Lundi 15 Novembre 16h00

Yves Citton et Grégory Chatonsky enseignent au sein de l’Ecole Universitaire de Recherche ArTeC, qui tente de comprendre les pratiques et enjeux de la recherche-création, en particulier au niveau du doctorat. Ils discuteront librement des stratégies théoriques et artistiques, concernant tout aussi bien l'écologie que l'esthétique, la « nature » que l'« art » (deux concepts qu'on peine même à utiliser) dans la situation actuelle. En questionnant la décroissance, l’accélérationnisme ou la géoingénierie, ils aborderont, au travail d’un livre de Benjamin Bratton récemment traduit en français, des problèmes de terraformation et d'extinction.


Yves Citton

Né en 1962 à Genève, Yves Citton fait ses études à l'université de cette ville, notamment auprès des animateurs du groupe de critiques littéraires et philosophes appelé l'École de Genève.

Il enseigne à l’université de Pittsburgh de 1992 à 2003, à l'université Yale en 1988-1989 et à l’université de Genève de 1987 à 1992. Il enseigne ensuite la littérature française à l'Université Grenoble-III puis à l'Université Paris-VIII.

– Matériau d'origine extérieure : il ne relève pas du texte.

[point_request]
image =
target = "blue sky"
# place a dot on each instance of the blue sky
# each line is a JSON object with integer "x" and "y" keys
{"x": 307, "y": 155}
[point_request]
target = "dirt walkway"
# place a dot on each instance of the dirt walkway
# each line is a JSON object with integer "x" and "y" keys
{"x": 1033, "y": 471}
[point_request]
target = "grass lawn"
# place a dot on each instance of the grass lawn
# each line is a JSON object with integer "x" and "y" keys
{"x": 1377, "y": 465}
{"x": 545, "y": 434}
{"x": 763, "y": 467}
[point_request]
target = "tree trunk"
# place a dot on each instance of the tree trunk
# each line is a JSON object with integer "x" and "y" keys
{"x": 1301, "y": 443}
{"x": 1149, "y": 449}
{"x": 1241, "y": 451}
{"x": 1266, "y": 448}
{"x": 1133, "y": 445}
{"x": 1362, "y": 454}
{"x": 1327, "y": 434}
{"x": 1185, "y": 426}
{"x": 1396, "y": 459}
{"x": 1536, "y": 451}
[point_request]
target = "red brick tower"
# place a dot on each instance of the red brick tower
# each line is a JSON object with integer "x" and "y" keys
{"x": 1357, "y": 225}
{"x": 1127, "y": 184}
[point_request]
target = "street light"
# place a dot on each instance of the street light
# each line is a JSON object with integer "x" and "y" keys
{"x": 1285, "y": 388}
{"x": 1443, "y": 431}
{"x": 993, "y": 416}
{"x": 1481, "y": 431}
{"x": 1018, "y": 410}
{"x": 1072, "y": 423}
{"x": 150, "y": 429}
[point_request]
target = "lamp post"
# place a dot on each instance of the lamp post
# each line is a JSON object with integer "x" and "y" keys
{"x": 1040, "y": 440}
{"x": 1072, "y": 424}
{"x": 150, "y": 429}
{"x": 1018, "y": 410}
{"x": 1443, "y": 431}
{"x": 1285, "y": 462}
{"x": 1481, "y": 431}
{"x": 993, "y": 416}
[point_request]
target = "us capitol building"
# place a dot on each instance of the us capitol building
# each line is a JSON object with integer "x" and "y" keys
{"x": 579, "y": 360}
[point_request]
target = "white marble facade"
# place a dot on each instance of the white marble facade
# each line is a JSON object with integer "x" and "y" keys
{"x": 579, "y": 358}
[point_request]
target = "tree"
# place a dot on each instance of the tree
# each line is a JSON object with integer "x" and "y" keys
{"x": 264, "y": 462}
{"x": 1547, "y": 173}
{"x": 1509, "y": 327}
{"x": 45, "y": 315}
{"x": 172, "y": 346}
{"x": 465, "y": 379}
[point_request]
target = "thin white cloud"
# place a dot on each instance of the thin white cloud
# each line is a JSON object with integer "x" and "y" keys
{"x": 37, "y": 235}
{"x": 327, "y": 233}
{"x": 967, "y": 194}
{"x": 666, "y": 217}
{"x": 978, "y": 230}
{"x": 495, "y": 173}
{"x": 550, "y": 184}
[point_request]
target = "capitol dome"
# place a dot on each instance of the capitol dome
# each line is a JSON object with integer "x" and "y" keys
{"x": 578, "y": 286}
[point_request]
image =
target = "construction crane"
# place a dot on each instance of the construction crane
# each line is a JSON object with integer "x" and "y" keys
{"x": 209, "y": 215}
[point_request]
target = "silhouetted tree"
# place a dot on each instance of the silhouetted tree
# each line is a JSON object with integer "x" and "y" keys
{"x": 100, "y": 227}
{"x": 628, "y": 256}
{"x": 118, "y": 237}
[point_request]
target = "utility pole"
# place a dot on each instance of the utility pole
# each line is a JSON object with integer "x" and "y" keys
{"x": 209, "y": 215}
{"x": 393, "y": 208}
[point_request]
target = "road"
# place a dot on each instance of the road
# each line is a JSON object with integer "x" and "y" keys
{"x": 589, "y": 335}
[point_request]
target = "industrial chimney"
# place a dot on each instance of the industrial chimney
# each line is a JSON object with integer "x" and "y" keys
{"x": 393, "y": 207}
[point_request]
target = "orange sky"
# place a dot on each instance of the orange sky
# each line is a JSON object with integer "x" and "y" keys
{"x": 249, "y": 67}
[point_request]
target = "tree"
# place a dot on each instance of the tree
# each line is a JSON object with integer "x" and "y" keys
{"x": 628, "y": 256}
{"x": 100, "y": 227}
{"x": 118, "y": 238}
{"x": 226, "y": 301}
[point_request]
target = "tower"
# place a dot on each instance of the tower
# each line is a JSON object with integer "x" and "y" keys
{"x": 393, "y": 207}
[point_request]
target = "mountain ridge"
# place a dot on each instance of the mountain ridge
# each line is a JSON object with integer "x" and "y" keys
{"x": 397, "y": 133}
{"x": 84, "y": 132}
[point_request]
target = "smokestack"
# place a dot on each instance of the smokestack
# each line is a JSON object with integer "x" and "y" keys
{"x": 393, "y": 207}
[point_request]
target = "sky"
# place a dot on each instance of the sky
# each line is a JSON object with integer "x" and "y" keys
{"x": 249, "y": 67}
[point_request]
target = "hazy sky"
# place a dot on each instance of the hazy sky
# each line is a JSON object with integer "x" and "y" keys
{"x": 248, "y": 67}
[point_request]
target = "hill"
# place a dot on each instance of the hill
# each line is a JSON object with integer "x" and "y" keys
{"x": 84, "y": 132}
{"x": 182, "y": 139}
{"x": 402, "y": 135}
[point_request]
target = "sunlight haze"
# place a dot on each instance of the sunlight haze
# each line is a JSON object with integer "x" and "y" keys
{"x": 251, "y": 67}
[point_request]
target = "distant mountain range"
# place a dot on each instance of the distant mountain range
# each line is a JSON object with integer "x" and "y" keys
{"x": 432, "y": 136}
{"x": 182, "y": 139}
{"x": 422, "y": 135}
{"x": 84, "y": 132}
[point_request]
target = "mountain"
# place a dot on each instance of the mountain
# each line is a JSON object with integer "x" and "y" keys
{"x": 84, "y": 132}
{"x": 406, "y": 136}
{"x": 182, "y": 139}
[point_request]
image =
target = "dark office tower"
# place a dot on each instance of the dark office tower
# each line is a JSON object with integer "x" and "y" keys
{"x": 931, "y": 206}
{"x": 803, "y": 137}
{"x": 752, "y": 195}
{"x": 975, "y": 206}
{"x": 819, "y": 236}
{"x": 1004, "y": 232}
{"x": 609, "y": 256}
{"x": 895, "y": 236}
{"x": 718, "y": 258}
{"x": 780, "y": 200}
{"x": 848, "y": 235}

Il est membre de l'unité de recherche LIRE du CNRS, du comité et du secrétariat de rédaction de la revue Multitudes, du secrétariat de rédaction de la revue Dix-Huitième Siècle, animateur de l’émission hebdomadaire Zazirocratie (free jazz et indie rock) sur Radio Campus Grenoble et un critique aux mardis littéraires. Avec Laurent Bove et Frédéric Lordon, il lance, en 2006, la collection « Caute ! » aux Éditions Amsterdam.

Après des travaux consacrés à l’histoire du discours économique, ses recherches le dirigent vers l’étude de l’imaginaire spinoziste des Lumières, ainsi que vers la théorie littéraire, mais aussi vers le jazz2, la prestidigitation, le lépidoptérisme, l’économie des affects, le pouvoir de scénarisation et différents auteurs.

Grégory Chatonsky 

Depuis le milieu des années 90, Grégory Chatonsky travaille sur le Web et principalement sur son affectivité le menant à questionner l’identité et les nouvelles narrations qui émergent du réseau.
À partir de 2001, il a commencé une série sur la dislocation, l’esthétique les ruines et l’extinction comme phénomène artificiel et naturel.

Au fil des années, il s’est tourné vers la capacité des machines à produire de façon quasi autonome des résultats qui ressemblent à une production humaine.

Ces problématiques sont devenues convergentes grâce à l’imagination artificielle qui utilise les données accumulées sur le Web comme matériau d’apprentissage afin de produire une ressemblance. Dans le contexte d’une extinction de l’espèce humaine, le réseau apparait alors comme une tentative pour créer un monument par anticipation qui continuerait après notre disparition.